A lei enumera o mínimo dessas notas e induz a sua ampliação quando forem necessárias para o 
devido esclarecimento da situação patrimonial e dos resultados do exercício.
Nesse mínimo, incluem-se divulgar informações sobre a base de preparação das demonstrações 
financeiras e das práticas contábeis aplicadas, divulgar as informações exigidas pelas praticas contábeis 
adotadas no Brasil que não estejam apresentadas em nenhuma outra parte das demonstrações contábeis, 
realizar a descrição dos critérios de avaliação dos elementos patrimoniais e das práticas contábeis 
adotadas, dos ajustes dos exercícios anteriores, das reavaliações, do ônus sobre ativos, dos detalhamentos 
das dívidas de longo prazo, do capital e dos investimentos relevantes em outras empresas, dos eventos 
subsequentes importantes após a data do balanço etc. (FIPECAFI, 2011)
8.4.2 Notas Explicativas na Lei nº 6.404/76
O artigo 176, 4º e 5º, e o artigo 177, 1º, transcritos a seguir, apresentam as informações mínimas que 
devem constar nas notas explicativas:
§ 4º As demonstrações serão complementadas por notas explicativas e 
outros quadros analíticos ou demonstrações contábeis necessários para 
esclarecimento da situação patrimonial e dos resultados do exercício.

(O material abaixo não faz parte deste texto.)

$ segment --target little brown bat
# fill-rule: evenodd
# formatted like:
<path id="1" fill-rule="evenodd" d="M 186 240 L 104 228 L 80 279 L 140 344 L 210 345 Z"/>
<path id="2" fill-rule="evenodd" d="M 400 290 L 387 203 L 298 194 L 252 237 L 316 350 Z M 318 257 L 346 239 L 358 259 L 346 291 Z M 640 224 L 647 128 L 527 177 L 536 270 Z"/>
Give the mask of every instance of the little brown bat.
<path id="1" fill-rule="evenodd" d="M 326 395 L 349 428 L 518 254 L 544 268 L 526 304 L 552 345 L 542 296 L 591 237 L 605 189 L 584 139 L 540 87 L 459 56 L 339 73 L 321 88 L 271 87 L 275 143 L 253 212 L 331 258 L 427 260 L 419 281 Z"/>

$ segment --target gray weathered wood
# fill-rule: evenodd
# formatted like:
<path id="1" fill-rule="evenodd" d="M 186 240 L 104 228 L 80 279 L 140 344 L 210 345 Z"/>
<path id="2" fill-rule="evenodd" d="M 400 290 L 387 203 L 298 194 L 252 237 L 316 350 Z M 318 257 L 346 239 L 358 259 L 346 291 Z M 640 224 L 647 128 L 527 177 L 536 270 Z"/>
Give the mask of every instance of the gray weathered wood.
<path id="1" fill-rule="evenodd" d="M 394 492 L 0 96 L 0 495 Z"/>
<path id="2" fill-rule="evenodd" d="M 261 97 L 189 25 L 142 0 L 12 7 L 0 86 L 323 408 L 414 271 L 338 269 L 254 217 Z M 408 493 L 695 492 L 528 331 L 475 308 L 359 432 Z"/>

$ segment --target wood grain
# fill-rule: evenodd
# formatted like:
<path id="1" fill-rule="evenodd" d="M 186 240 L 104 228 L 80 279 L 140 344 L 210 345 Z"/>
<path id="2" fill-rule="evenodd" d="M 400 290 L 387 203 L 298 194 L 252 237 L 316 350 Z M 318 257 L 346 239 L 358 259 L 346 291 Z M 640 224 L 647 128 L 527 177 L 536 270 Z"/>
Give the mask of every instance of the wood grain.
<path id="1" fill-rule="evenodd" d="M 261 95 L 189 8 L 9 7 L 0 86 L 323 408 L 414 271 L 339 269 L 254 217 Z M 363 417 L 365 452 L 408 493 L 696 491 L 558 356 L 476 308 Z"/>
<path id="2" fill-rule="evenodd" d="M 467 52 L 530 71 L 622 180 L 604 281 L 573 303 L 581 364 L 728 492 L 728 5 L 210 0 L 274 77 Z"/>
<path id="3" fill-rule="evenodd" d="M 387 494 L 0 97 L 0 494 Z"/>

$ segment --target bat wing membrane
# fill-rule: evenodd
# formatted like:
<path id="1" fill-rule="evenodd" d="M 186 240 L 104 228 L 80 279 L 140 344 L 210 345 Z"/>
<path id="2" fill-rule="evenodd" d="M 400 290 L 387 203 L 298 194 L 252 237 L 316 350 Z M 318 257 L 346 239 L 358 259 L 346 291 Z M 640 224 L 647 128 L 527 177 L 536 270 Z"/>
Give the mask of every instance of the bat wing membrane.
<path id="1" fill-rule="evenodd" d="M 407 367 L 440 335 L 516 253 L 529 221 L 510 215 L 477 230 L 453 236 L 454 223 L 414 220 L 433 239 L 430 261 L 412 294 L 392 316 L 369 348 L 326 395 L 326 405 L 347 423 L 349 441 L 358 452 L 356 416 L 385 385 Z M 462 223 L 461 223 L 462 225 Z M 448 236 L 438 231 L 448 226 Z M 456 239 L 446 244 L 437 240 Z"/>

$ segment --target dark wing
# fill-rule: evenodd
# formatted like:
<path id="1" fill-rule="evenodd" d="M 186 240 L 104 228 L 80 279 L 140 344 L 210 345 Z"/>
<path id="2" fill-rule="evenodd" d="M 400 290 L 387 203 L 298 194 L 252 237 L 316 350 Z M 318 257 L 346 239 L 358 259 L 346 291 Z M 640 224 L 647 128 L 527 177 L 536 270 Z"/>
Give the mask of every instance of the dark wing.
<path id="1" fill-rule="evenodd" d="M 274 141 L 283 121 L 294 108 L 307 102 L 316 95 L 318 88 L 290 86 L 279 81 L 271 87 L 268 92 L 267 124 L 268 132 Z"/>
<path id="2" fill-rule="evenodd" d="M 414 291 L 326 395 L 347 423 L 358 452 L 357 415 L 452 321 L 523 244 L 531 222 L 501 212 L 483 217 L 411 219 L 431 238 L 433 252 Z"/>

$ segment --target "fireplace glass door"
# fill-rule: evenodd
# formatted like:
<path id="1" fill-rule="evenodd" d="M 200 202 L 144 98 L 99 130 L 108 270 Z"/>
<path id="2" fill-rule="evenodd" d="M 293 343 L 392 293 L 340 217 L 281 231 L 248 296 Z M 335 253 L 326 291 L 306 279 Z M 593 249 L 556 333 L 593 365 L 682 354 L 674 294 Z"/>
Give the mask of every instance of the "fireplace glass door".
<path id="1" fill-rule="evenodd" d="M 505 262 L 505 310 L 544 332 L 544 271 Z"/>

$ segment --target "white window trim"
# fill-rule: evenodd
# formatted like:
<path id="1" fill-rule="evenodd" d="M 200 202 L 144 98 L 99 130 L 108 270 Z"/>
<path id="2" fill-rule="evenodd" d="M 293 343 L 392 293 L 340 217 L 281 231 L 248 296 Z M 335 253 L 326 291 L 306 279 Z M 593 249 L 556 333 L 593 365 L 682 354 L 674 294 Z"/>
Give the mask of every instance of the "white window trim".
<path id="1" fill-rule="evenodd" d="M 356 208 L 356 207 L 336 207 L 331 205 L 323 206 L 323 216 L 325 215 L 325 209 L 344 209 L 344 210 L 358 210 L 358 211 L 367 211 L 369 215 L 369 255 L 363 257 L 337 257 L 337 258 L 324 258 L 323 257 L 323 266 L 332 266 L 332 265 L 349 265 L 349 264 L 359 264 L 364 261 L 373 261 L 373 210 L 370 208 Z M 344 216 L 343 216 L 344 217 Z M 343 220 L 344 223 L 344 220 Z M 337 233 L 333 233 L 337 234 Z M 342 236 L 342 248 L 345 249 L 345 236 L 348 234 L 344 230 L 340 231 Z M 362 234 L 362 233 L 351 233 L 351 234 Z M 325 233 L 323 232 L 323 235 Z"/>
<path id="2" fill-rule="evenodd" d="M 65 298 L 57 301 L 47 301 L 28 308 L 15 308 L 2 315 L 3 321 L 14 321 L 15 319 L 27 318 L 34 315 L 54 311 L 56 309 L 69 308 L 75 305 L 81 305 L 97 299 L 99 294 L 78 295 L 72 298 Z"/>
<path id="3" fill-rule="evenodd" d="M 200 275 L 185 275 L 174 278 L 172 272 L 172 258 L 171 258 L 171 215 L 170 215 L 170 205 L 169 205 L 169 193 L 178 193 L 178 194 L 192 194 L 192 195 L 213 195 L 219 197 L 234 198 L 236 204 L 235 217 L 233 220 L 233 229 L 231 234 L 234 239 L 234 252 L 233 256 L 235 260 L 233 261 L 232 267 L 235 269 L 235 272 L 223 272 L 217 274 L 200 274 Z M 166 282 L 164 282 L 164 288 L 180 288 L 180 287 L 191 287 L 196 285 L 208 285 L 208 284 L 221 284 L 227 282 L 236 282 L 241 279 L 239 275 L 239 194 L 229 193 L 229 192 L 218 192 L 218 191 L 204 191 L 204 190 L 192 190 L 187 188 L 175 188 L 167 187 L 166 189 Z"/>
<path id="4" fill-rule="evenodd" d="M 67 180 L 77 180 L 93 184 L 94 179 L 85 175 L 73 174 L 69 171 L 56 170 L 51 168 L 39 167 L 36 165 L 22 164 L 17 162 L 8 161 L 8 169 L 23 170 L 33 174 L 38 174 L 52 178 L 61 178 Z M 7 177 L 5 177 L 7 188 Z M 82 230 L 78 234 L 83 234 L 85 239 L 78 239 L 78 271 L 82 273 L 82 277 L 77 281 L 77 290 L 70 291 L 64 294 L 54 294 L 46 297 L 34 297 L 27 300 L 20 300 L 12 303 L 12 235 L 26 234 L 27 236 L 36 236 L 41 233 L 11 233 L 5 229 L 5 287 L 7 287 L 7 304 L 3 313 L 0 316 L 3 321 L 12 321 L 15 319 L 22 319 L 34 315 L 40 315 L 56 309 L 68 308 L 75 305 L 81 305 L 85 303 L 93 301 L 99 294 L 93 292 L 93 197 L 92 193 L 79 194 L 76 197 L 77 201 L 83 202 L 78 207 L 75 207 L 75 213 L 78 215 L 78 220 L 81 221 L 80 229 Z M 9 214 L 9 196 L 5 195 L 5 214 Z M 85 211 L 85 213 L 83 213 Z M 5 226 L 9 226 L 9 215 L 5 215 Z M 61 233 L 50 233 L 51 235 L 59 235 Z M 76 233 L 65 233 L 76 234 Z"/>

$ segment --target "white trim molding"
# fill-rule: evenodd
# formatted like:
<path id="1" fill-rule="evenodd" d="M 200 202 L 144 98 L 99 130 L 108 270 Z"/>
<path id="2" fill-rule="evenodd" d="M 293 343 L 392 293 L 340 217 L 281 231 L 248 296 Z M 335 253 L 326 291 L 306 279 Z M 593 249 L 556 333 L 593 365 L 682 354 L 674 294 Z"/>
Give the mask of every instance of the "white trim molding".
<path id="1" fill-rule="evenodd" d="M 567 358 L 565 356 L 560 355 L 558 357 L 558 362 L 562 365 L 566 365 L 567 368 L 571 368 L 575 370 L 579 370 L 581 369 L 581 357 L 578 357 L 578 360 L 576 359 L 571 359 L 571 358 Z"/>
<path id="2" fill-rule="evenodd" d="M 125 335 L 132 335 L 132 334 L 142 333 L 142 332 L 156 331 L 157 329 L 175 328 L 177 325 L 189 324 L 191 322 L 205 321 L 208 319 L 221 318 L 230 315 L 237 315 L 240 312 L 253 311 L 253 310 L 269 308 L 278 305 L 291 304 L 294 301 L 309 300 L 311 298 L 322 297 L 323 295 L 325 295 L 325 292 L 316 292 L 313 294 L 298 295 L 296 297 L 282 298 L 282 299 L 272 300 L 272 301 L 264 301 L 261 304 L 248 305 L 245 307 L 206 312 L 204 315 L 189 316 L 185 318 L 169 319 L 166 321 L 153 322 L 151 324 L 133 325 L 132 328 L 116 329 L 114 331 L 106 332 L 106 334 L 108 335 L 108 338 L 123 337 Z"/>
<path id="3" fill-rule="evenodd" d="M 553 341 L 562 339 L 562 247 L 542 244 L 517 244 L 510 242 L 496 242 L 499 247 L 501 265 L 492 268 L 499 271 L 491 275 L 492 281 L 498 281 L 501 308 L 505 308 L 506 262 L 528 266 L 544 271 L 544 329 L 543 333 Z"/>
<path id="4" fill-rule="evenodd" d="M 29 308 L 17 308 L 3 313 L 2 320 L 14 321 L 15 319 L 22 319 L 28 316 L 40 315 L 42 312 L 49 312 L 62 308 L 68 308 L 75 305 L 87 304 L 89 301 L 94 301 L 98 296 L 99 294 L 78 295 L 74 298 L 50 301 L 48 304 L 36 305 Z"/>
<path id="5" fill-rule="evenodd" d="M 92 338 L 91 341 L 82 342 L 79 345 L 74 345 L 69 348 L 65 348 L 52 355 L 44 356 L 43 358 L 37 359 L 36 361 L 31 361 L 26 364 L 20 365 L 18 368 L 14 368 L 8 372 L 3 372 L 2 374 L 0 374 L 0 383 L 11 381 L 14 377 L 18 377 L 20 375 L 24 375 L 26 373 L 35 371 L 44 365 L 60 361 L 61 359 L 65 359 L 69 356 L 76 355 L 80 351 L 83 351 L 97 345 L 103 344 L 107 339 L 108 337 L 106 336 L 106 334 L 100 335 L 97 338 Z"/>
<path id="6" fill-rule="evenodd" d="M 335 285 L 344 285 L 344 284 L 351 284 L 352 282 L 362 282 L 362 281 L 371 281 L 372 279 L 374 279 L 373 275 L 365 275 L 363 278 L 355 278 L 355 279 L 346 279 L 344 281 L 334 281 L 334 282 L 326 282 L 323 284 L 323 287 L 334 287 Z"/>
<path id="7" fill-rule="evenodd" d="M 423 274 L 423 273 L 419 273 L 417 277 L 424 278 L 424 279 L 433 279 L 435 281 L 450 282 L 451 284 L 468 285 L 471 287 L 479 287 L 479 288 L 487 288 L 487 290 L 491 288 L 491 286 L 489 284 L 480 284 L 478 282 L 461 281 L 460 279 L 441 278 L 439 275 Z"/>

§ 5º As notas explicativas devem: (Redação dada pela Lei n. 11.941, de 2009)
I – apresentar informações sobre a base de preparação das demonstrações 
financeiras e das práticas contábeis especificas selecionadas e aplicadas 
para negócios e eventos significativos; (Incluído pela Lei n. 11.941, de 2009)
II – divulgar as informações exigidas pelas práticas contábeis adotadas 
no Brasil que não estejam apresentadas em nenhuma outra parte das 
demonstrações financeiras; (Incluído pela Lei n. 11.941, de 2009)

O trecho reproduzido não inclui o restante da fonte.